Het kan ons nu, zeven jaar later, nog steeds als gids dienen.

Bij het schrijven van zijn toekomstvisie heeft Gadso zich laten inspireren door de verlichte denkbeelden van Spinoza, Voltaire, Montesquieu en Locke. 

       Spinoza, de pleitbezorger voor democratie, gelijkheid en vrijheid van meningsuiting, Voltaire, de voorvechter van mensenrechten, verdraagzaamheid en respect voor elkaar en Montesquieu en Locke wiens ideeën de basis vormden voor de Amerikaanse grondwet. 

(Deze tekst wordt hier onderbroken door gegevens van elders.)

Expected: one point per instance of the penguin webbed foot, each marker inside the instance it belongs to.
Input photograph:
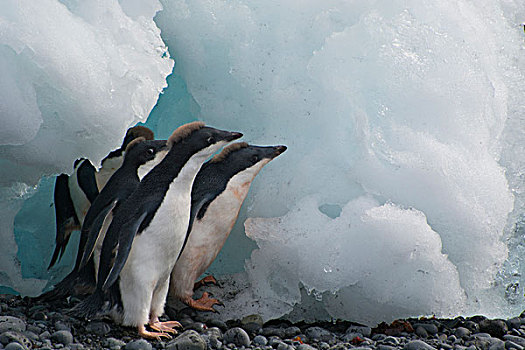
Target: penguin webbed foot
(165, 326)
(152, 335)
(205, 303)
(205, 281)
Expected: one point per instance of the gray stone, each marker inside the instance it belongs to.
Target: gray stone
(511, 345)
(139, 344)
(237, 336)
(189, 340)
(15, 337)
(319, 333)
(98, 328)
(62, 337)
(496, 328)
(305, 347)
(15, 346)
(462, 332)
(421, 332)
(260, 340)
(114, 344)
(429, 327)
(418, 345)
(291, 332)
(363, 330)
(515, 339)
(10, 323)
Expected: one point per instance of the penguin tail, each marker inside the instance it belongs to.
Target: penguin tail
(90, 307)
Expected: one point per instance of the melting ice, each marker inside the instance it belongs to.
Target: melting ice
(401, 193)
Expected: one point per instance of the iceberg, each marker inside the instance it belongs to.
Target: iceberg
(401, 193)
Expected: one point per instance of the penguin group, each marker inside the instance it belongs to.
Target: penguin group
(152, 219)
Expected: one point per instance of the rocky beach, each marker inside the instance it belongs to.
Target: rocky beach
(27, 324)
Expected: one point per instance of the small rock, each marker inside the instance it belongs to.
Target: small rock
(15, 337)
(511, 345)
(365, 331)
(421, 332)
(189, 340)
(305, 347)
(418, 345)
(319, 334)
(114, 344)
(462, 332)
(139, 344)
(291, 332)
(515, 339)
(10, 323)
(15, 346)
(260, 340)
(62, 337)
(237, 336)
(98, 328)
(496, 328)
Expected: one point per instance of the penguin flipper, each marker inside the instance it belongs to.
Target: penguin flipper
(87, 180)
(91, 228)
(66, 218)
(127, 233)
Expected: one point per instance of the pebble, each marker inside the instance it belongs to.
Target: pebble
(62, 337)
(237, 336)
(98, 328)
(260, 340)
(10, 323)
(319, 333)
(189, 340)
(417, 345)
(139, 344)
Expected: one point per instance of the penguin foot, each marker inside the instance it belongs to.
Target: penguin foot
(165, 326)
(205, 303)
(152, 335)
(205, 281)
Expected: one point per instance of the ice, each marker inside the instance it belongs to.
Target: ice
(401, 193)
(75, 76)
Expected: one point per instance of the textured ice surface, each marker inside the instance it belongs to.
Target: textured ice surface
(75, 75)
(402, 189)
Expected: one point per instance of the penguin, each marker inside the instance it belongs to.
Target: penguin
(139, 153)
(216, 198)
(147, 232)
(74, 194)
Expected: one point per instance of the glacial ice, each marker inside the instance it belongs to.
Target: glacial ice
(402, 190)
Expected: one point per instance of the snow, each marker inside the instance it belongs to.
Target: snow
(401, 193)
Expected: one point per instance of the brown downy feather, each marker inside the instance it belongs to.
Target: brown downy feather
(184, 131)
(227, 150)
(134, 142)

Als de ballingen terugkeren, dan komen ze niet alleen terug met gevoelens van wraak, maar ook met de nieuwe geest die zich in Frankrijk van hen heeft meester gemaakt.

Ze voelen zich gesterkt door de grote veranderingen in de wereld: de onafhankelijkheid van Amerika en de Franse Revolutie. Ze komen terug als aanhangers van de verlichte denkers. 

Ze zijn overtuigd van de oorspronkelijke rechten van alle mensen op leven, vrijheid en eigendom en dromen van een Bataafse revolutie. 

Er is heel veel hoopgevends aan de gang, en de ballingen komen terug met een enorme energie.

We moeten iets ondernemen Idsert, om ervoor te zorgen dat we straks samen verder kunnen, zonder dat Orangisten en Patriotten elkaar de schedel inslaan. 

Nu uit angst onze ogen sluiten voor de grote veranderingen en doen alsof de rest van de wereld niet bestaat, is de slechtst denkbare houding en zal tot een catastrofe leiden.

Wat ons te doen staat is nadenken over onze toekomst; hoe we kunnen komen tot die ‘verlichte stad’, waarover je sprak toen je in maart 1787 het gesprek onder het ‘Hemelsplein’ opende. 

“Eén doel verenigt ons”, zei je toen: ”vrede, vrijheid, voorspoed, en gezondheid voor allen”.

Van Voltaire leren we dat verdraagzaamheid, respect en tolerantie de belangrijkste voorwaarden zijn om daaraan te werken. 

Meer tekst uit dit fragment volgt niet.